Even my seemingly unhealthy amount of selfies on social media serve a political purpose. As a young black grad student in an all-white town, I spend a lot time alone. Both the solitary nature of grad school and the isolation of London, Ontario means that I can sometimes go a week without human interaction. A person can forget they even exist in this environment. Selfies help me remember that I am here, alive in this body. And, that I matter. The secondary function of my selfie obsession is to document my life. My fashion choices are an expression of who and where I am in my life. As someone who advocates for the importance of African womyn’s narratives, I believe each picture I take adds to my story. It may sound silly, but I have a deep and profound relationship with my lipsticks, eye shadows, and bracelets. (Ghanaian Krobo beads are my current signature, by the way.) In the spirit of disrupting white supremacist patriarchy, I experiment with different shades that compliment my dark-skin tone. I do not buy into the hype that darker-skinned black womyn cannot wear bright colours.
Tone down for what?
I have carried this balancing act well into my twenties. My style is deliberate, conscious and deeply political. But the truth of it is this: there was a time in my life when I took myself entirely too seriously. When I allowed my conceptualisation of the “feminist majority” to dictate what I could and could not wear. That wearing bright orange lipstick was the shit white girls and “ghetto” girls did.

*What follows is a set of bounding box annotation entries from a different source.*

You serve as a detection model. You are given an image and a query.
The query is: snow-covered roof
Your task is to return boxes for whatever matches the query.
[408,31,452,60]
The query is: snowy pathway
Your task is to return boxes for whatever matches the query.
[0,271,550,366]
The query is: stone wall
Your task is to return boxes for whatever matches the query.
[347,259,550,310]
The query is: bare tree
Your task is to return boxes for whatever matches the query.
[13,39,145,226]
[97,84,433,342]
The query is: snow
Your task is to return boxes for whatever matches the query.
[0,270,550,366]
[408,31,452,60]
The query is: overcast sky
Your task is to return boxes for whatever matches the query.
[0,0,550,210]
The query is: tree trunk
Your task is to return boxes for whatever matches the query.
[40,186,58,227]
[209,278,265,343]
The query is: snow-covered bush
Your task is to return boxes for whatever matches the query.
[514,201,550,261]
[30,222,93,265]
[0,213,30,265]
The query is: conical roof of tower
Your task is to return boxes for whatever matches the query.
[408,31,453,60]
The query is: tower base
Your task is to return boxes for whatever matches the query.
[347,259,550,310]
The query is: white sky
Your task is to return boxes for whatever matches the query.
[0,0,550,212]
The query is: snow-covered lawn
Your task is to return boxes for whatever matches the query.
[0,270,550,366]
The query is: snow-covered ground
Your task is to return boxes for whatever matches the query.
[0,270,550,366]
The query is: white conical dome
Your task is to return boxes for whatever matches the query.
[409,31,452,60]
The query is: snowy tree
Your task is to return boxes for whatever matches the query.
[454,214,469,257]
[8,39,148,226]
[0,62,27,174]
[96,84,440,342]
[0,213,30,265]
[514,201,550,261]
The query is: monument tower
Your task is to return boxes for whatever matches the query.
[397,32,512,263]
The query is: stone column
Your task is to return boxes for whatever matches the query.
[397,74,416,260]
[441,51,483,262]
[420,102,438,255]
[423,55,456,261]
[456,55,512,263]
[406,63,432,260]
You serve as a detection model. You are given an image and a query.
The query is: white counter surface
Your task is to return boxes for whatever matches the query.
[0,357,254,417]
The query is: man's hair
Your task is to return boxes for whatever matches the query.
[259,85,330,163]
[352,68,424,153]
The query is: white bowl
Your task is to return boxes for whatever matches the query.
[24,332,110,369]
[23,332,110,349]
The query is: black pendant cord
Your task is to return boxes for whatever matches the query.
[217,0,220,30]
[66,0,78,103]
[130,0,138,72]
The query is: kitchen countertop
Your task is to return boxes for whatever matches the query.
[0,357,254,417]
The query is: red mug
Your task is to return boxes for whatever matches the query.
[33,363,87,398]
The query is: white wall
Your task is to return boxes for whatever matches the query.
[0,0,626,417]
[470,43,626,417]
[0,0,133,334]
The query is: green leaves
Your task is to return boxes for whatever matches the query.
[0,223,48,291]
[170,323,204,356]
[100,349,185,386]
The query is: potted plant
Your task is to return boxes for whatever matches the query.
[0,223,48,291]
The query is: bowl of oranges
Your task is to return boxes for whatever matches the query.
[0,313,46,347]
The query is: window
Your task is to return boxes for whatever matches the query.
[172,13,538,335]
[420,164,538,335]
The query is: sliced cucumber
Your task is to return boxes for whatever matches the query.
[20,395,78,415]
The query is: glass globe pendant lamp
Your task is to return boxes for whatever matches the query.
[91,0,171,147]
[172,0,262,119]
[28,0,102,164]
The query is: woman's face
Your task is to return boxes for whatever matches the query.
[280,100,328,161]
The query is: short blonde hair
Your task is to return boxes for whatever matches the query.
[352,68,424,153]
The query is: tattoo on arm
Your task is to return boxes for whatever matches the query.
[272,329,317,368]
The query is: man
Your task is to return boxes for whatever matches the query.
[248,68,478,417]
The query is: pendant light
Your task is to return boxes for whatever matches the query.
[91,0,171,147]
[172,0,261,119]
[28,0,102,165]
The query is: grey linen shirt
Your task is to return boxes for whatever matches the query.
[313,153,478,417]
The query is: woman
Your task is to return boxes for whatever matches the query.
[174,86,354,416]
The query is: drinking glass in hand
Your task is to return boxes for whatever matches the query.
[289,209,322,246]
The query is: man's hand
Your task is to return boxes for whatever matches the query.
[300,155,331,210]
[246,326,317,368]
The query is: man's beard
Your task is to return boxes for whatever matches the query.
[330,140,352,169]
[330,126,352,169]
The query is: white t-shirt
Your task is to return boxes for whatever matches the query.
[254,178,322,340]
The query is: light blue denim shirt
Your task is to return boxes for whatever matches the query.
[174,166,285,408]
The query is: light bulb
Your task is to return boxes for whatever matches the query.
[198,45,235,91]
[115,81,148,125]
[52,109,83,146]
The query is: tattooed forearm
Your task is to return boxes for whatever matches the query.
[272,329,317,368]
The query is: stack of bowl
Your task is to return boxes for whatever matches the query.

I can wear mascara and talk world politics at the same damn time
And still this politics of “being pretty” haunts me. Too often, I wonder if I need to tone it down when attending supervisory meetings or academic conferences. Do I need to wear more neutral colours to be taken seriously as a young black African woman in the academy? Should I wear only a couple of Maasai bracelets instead of my usual 5-7 (on each wrist)? But then I am reminded of radical femme activists like Kim Crosby who say her makeup is her war paint in this patriarchal and sexist world, that womyn are damned either way for not fitting some arbitrary standards, that beautification and adornment are all ancient practices in our indigenous communities, and that Black womyn already start at a deficit on the white supremacist beauty scale, that centuries of being misrepresented, desexualised or hypersexualised still haunts us. And that somewhere in Lagos, Toronto, Kampala, Nairobi, there is a little girl being convinced her skin is too dark, her nose too broad and hair too nappy. That I can wear mascara and talk world politics at the same damn time. That I can ball freshly painted nails into black power fists. That there is a need to reclaim adornment for Black womyn. In other words, tone down for what?